SHARPE’S TRAFALGAR. Bernard Cornwell. Sharpe’s Trafalgar: Richard Sharpe and the Battle of Trafalgar, October 21, 1805

“Stand on,” Chase ordered the quartermaster at the wheel, then ran for the main shrouds, followed by a half-dozen officers. Sharpe went more slowly. He climbed the rain-soaked ratlines, negotiated the lubber’s hole and trained his telescope north, but he could see nothing except a wind-broken sea and a mass of clouds on the horizon.

“The enemy.” Captain Llewellyn of the marines had arrived beside Sharpe on the maintop’s grating. He breathed the words. “My God, it’s the enemy.”

“And the Revenant will join them!” Chase said. “That’s my guess. They’ll be as glad of Montmorin’s company as Nelson is of ours.” He turned and grinned at Sharpe. “You see? We may not have lost her after all!”

The enemy? Sharpe could still see nothing but clouds and sea, but then he realized that what he had mistaken for a streak of dirty white cloud on the horizon was in fact a mass of topsails. A fleet of ships was on that horizon and sailing straight toward his glass so that their sails coalesced into a blur. God alone knew how many ships were there, but Chase had said that the combined navies of France and Spain had put out to sea. “I see thirty,” Lieutenant Haskell said uncertainly, “maybe more.”

“And they’re coming south,” Chase said, puzzled. “I thought the rascals were supposed to be going north to cover the invasion?”

“It’s French navigators,” Lieutenant Peel, the rotund man who had sung so beautifully at the concert, said. “They think Britain’s off Africa.”

“They can sail to China so long as we catch them,” Chase said, then collapsed his telescope and disappeared down the futtock shrouds. Sharpe stayed in the maintop until a squall of rain blotted the far fleet from view.

The Pucelle turned westward, but the fickle wind turned with her so that she had to beat her way out into the Atlantic, thumping the cold waves to spatter spray down the holy-stoned decks. The enemy fleet was soon lost to sight, but Chase’s course took the Pucelle past two more frigates which formed the fragile chain connecting Nelson’s fleet with the enemy. The frigates were the scouts, the cavalry, and, having found the enemy, they stayed with her and sent messages back down the long windy links of their chain. Connors watched the bright colored flags and passed on their news. The enemy, he reported, was still sailing south and the Euryalus had counted thirty-three ships of the line and five frigates, but two hours later the total was increased by one ship of the line because the Revenant, as Chase had foreseen, had been ordered to join the enemy’s fleet.

“Thirty-four prizes!” Chase said exultantly. “My God, we’ll hammer them!”

The last link in the chain was not a single-decked frigate, but a ship of the line which, to Sharpe’s amazement, was identified even before her hull showed above the horizon. “It’s the Mars,” Lieutenant Haskell said, peering through his glass. “I’d know that mizzen topsail anywhere.”

“The Mars?” Chase’s spirits were flying high to the heavens now. “Georgie Duff, eh! He and I were midshipmen together, Sharpe. He’s a Scotsman,” he added as though that were relevant. “Big fellow, he is, big enough to be a prize fighter! I remember his appetite!
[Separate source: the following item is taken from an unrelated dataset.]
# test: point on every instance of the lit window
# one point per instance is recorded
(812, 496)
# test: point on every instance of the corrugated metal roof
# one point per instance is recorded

Never had enough to eat, poor fellow.”

A string of flags appeared at the Mars’s mizzen. “Our number, sir,” Connors reported, then waited a few seconds. “What brings you home in such a hurry?”

“Give Captain Duff my compliments,” Chase said happily, “and tell him I knew he’d need some help.” The signal lieutenant dragged flags from their lockers, a midshipman bent them on to the halliard and a seaman hauled them up.

“Captain Duff assures you, sir, that he will not permit us to come to any harm,” Connors reported after a moment.

“Oh, he’s a good fellow!” Chase said, delighted with the insult. “A good fellow.”

An hour later another cloud of sail appeared, only this one was on the western horizon and it grew from a blurred smear into the massed sails of a fleet. Twenty-six ships of the line, not counting the Mars or the Pucelle, were sailing northward and Chase took his ship toward the head of the line while his officers crowded at the quarterdeck’s lee rail and gazed at the far ships. Lord William and Lady Grace, both bundled in heavy cloaks, had come on deck to see the British fleet.